La cultura de la violencia como símbolo de época

En Argentina estamos asistiendo —quizá sin tener aún plena conciencia de ello— a un fenómeno que excede por completo la discusión económica, aunque esta se mantenga como telón de fondo constante. Lo que estamos viviendo no es solo un cambio de administración ni una mera transformación en el repertorio de ideas del poder. Se trata de algo más profundo, más estructural: la emergencia y la naturalización de una cultura de la violencia que, desde lo más alto del poder, va tiñendo de legitimidad formas de agresión, exclusión y hostilidad hacia el otro, hacia la diferencia, hacia toda forma de disidencia. No se trata de hechos aislados, sino de un patrón cultural que el mileísmo articula con eficacia y que expresa una sensibilidad social que lo precede, pero que él ordena y radicaliza.

Esta violencia no es solamente material ni exclusivamente verbal, aunque por momentos se concrete en ambas dimensiones. Es, sobre todo, una violencia moral, una lógica que reconfigura los vínculos sociales bajo una gramática del enemigo. La presencia del otro ya no es pensada en términos de diferencia legítima, sino como anomalía y amenaza. El lenguaje del poder ha dejado de construir adversarios para comenzar a construir enemigos. Minorías sexuales, pueblos originarios, movimientos feministas, organizaciones sociales, docentes, artistas, sindicalistas, incluso científicos, son tratados en el discurso oficial como degenerados e indeseables que hay que corregir o, directamente, erradicar de la faz de la tierra.

Este patrón no es accidental. Encuentra un andamiaje ideológico explícito en el pensamiento de Agustín Laje, uno de los ideólogos más influyentes del ecosistema mileísta. Laje propone una batalla cultural contra lo que llama la “hegemonía progresista”, entendida como una maquinaria de destrucción de valores tradicionales. Su propuesta no es ganar una discusión, sino aniquilar al oponente. Ha pedido a la policía, a través de las redes sociales, que apunten bien sobre los zurdos, entendiendo por tales a todo aquel que no encaja en los esquemas mentales del mileísmo. Laje naturaliza la idea de una sociedad fundada ya no en el acuerdo conflictivo, sino en el exterminio del otro. Esta es la pedagogía política que se está enseñando desde el Estado como doctrina explícita de la ultraderecha que gobierna la Argentina.

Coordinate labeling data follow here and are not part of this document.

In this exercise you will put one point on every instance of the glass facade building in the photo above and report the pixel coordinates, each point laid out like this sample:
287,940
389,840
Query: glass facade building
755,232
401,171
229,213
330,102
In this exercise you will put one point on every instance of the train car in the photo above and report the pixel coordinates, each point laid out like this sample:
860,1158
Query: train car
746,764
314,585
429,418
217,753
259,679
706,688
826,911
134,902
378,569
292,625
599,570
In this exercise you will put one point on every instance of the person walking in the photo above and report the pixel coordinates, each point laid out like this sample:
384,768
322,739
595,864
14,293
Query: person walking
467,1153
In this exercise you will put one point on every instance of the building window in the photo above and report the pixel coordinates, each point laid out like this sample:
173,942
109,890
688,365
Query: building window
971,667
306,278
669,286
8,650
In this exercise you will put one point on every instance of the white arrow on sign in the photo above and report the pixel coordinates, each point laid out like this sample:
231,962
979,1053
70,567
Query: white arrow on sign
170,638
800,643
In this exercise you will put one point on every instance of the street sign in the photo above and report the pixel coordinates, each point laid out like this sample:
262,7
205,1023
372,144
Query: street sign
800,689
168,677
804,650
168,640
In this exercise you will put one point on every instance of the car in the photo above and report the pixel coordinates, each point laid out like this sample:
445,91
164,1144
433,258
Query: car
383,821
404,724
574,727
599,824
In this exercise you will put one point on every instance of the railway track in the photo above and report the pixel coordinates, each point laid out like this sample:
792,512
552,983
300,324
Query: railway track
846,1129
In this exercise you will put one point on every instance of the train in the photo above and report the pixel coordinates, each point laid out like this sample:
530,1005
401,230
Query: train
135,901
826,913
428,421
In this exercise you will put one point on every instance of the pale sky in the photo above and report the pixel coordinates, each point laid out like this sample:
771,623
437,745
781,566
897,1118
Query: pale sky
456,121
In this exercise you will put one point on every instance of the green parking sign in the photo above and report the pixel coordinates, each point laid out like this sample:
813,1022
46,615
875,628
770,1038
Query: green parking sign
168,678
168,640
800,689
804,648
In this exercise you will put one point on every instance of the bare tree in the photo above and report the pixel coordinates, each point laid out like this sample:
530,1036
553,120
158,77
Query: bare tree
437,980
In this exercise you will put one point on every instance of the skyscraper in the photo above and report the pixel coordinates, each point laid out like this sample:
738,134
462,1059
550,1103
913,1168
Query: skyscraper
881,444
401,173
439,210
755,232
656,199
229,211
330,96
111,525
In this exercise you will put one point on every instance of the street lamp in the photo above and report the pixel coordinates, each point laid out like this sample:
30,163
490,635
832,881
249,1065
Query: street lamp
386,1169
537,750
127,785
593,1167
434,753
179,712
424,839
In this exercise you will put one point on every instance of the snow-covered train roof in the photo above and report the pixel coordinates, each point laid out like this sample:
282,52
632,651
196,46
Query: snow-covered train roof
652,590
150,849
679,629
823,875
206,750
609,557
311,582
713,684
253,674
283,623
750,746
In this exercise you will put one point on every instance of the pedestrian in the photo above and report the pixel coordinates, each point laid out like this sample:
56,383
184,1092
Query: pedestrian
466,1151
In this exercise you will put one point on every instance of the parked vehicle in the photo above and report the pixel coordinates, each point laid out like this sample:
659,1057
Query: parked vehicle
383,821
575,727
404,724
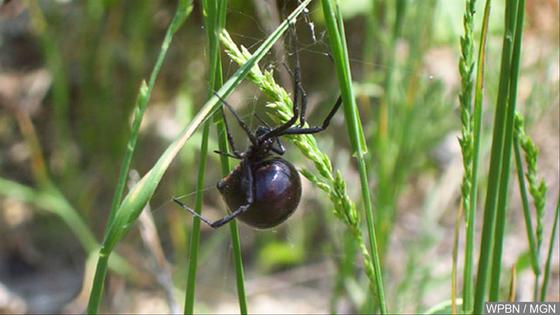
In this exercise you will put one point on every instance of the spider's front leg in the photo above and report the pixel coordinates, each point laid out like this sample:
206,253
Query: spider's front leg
246,184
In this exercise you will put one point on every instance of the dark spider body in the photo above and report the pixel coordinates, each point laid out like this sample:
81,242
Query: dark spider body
264,189
276,192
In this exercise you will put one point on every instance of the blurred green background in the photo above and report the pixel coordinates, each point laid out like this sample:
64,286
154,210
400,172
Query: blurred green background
69,75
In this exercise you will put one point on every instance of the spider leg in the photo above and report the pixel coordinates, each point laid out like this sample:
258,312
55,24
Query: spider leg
247,182
311,130
233,156
259,118
239,120
297,81
279,148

Lo verdaderamente alarmante es que este nuevo sentido común de la violencia, que antes era marginal o propio de sectores ultras, hoy se expande a fuerza de legitimación institucional. Y lo hace de un modo aún más inquietante: seduciendo y transformando a actores que hasta hace poco tiempo se ubicaban sin matices dentro del campo democrático. Vemos cómo dirigentes políticos de muy distintos orígenes comienzan a mimetizarse con el estilo mileísta, a incorporar partes de su agenda, a endurecer su lenguaje y, en no pocos casos, a adoptar actitudes abiertamente autoritarias. No lo hacen necesariamente por convicción, sino porque perciben que el clima social ha mutado, que hay una demanda difusa de orden que, si no se interpreta a tiempo, puede dejarlos fuera del mapa.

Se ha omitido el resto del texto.